Modifications : Partie 2 – Loi sur le soutien en matière d'accès autorisé à de l'information
  • Améliorations apportées après les consultations :
    • Les arrêtés ministériels (AM) sont désormais soumis à l'approbation du commissaire au renseignement, et la protection de la vie privée ainsi que la cybersécurité sont des facteurs explicites à prendre en considération.
    • Les mêmes facteurs qui doivent être pris en compte pour les AM doivent maintenant également être pris en compte par le gouverneur en conseil lors de l'élaboration de règlements pour les fournisseurs principaux.
    • Précision selon laquelle les exigences en matière de conservation des données ne peuvent être imposées que pour les métadonnées, pour une durée maximale d'un an, et non pour le contenu, l'historique de navigation Web ou l'activité sur les médias sociaux.
    • Des paramètres supplémentaires ont été ajoutés concernant les pouvoirs d'inspection, l'obligation de prêter assistance, ainsi que les règlements sur la confidentialité et la sécurité.

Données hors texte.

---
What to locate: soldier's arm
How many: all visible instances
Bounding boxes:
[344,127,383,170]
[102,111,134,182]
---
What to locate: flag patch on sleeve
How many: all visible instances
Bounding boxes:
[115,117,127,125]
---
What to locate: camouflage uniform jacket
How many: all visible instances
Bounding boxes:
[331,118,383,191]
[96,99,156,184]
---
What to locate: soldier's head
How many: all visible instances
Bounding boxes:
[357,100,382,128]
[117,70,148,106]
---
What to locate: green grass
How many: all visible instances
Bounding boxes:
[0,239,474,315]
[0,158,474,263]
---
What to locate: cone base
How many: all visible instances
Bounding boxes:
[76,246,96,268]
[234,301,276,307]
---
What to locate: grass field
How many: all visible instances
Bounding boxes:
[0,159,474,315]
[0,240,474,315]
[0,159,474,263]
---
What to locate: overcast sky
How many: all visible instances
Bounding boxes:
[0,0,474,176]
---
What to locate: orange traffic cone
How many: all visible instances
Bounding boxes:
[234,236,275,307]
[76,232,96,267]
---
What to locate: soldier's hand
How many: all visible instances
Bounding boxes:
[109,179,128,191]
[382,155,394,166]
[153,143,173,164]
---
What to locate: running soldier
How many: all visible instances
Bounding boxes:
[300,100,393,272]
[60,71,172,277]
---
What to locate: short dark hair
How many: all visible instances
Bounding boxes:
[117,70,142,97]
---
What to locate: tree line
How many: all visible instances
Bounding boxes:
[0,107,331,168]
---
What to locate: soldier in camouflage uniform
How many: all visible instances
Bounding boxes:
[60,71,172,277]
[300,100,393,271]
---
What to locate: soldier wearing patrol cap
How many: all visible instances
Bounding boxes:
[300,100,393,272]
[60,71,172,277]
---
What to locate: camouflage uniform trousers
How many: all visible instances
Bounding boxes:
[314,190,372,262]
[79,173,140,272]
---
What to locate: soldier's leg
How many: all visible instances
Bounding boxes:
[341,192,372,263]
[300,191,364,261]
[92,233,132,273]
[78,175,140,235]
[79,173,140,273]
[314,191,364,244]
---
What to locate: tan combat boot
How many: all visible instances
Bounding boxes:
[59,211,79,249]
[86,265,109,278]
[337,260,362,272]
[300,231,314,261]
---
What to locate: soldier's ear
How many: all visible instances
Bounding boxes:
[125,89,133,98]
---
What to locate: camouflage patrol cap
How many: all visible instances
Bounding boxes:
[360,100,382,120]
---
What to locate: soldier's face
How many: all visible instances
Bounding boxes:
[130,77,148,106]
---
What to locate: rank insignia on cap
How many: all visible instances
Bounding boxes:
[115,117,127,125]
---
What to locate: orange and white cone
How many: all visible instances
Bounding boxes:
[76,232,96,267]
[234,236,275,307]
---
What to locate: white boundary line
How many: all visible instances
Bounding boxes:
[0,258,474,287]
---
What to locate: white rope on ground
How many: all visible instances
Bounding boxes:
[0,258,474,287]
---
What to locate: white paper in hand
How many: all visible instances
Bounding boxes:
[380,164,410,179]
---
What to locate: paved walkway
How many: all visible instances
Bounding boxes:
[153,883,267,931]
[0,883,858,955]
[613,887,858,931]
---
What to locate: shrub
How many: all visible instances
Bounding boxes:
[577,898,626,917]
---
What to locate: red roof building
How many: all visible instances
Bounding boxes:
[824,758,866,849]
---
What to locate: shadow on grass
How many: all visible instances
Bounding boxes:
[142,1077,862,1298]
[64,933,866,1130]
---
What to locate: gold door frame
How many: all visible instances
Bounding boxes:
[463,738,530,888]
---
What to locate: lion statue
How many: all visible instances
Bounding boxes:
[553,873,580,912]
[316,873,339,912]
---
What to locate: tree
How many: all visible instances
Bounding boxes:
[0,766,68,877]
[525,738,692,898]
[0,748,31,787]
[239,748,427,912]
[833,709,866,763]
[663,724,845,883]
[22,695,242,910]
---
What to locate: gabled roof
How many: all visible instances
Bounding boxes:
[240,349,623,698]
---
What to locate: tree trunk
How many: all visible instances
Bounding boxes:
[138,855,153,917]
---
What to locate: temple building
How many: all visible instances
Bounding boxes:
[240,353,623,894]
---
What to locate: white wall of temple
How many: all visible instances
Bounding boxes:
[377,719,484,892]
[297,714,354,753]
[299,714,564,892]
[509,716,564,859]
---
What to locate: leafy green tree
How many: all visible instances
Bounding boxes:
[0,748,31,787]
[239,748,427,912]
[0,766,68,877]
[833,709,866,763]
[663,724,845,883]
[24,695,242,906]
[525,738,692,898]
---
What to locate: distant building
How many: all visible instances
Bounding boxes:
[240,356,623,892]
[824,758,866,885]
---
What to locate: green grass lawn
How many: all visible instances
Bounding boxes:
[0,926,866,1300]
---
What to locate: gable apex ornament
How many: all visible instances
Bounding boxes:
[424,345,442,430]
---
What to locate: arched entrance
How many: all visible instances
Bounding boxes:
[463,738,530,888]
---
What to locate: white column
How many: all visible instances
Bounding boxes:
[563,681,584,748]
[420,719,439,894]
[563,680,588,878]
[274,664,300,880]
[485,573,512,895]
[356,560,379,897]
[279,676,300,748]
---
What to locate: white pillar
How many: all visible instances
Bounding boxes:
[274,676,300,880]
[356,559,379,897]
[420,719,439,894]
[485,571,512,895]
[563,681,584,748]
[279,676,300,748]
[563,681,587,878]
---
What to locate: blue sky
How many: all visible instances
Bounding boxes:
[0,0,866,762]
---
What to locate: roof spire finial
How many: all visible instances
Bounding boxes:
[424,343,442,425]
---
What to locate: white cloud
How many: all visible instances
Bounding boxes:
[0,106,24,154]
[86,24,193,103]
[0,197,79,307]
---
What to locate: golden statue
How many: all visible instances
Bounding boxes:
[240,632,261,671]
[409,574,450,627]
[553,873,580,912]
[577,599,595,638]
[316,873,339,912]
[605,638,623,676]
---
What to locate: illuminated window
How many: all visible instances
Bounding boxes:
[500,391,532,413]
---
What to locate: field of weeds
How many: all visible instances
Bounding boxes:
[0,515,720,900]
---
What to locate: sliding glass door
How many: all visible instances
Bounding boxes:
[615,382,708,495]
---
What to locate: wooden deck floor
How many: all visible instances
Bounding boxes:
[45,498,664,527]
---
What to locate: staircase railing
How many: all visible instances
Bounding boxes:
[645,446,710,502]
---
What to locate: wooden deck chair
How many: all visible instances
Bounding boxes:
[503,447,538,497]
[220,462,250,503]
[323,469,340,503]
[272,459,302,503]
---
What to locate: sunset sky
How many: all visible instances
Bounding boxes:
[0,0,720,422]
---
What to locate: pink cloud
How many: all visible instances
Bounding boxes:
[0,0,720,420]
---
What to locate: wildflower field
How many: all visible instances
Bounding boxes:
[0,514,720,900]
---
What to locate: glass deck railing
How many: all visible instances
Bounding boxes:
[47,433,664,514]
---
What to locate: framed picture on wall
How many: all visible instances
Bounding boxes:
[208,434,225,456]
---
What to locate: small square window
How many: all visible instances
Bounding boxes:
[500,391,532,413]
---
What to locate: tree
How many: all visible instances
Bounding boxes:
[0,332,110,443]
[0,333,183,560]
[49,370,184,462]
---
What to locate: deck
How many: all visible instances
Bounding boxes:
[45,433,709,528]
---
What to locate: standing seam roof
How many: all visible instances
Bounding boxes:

    • Clarification que l'information fournie par un FSE dans le cadre d'une vérification interne ou obtenue lors d'une inspection doit être gardée confidentielle par les personnes désignées.
    • Le paragraphe 15(g), qui interdisait la divulgation d'information liée à une vulnérabilité systémique potentielle, a été supprimé.
    • La publication d'un rapport annuel public a été intégrée comme exigence législative.
    • La vulnérabilité systémique est maintenant définie dans la loi.
Exemples opérationnels pour la Partie 2
Le SCRS ne peut pas localiser un téléphone cellulaire (Partie 2)
  • Le SCRS tente de déterminer les déplacements d'un groupe terroriste et a obtenu un mandat pour localiser le téléphone cellulaire d'une personne d'intérêt. Le fournisseur de services électroniques ne disposait pas des capacités nécessaires pour localiser l'appareil avec précision, puisqu'il n'est pas tenu de le faire. En conséquence, le SCRS a dû recourir à une surveillance en personne coûteuse et risquée.
  • Avec C-22 : Le gouverneur en conseil aura le pouvoir de prendre des règlements exigeant que les fournisseurs de services électroniques développent et maintiennent des capacités de localisation qui sont la norme en Europe et parmi les pays du Groupe des cinq.
La police ne peut pas obtenir de façon cohérente des renseignements de localisation (Partie 2)
  • Une jeune fille de 16 ans à risque a été signalée disparue. Elle était déjà portée disparue depuis 10 jours lorsqu'elle a effectué un appel d'urgence. Le fournisseur de services de télécommunication a pu confirmer l'appel et la tour cellulaire utilisée, mais n'a pas pu fournir la dernière localisation du téléphone avant qu'il ne soit éteint, car le fournisseur de services électroniques n'est pas tenu d'avoir cette capacité.
  • Avec C-22 : Les fournisseurs principaux seraient tenus de maintenir des capacités de localisation précises et cohérentes à travers le pays.

Conclusion

  • Ce projet de loi, s'il est adopté, contribuera à assurer la sécurité de la population canadienne en veillant à ce que les organismes d'application de la loi disposent des outils d'enquête appropriés pour renforcer notre capacité à réagir aux activités des réseaux criminels de plus en plus sophistiqués et pour lutter contre le crime organisé transnational, tout en maintenant des garanties rigoureuses, y compris les protections prévues par la Charte.
  • De plus amples renseignements sur le nouveau projet de loi proposé sont disponibles sur le site Web du gouvernement du Canada.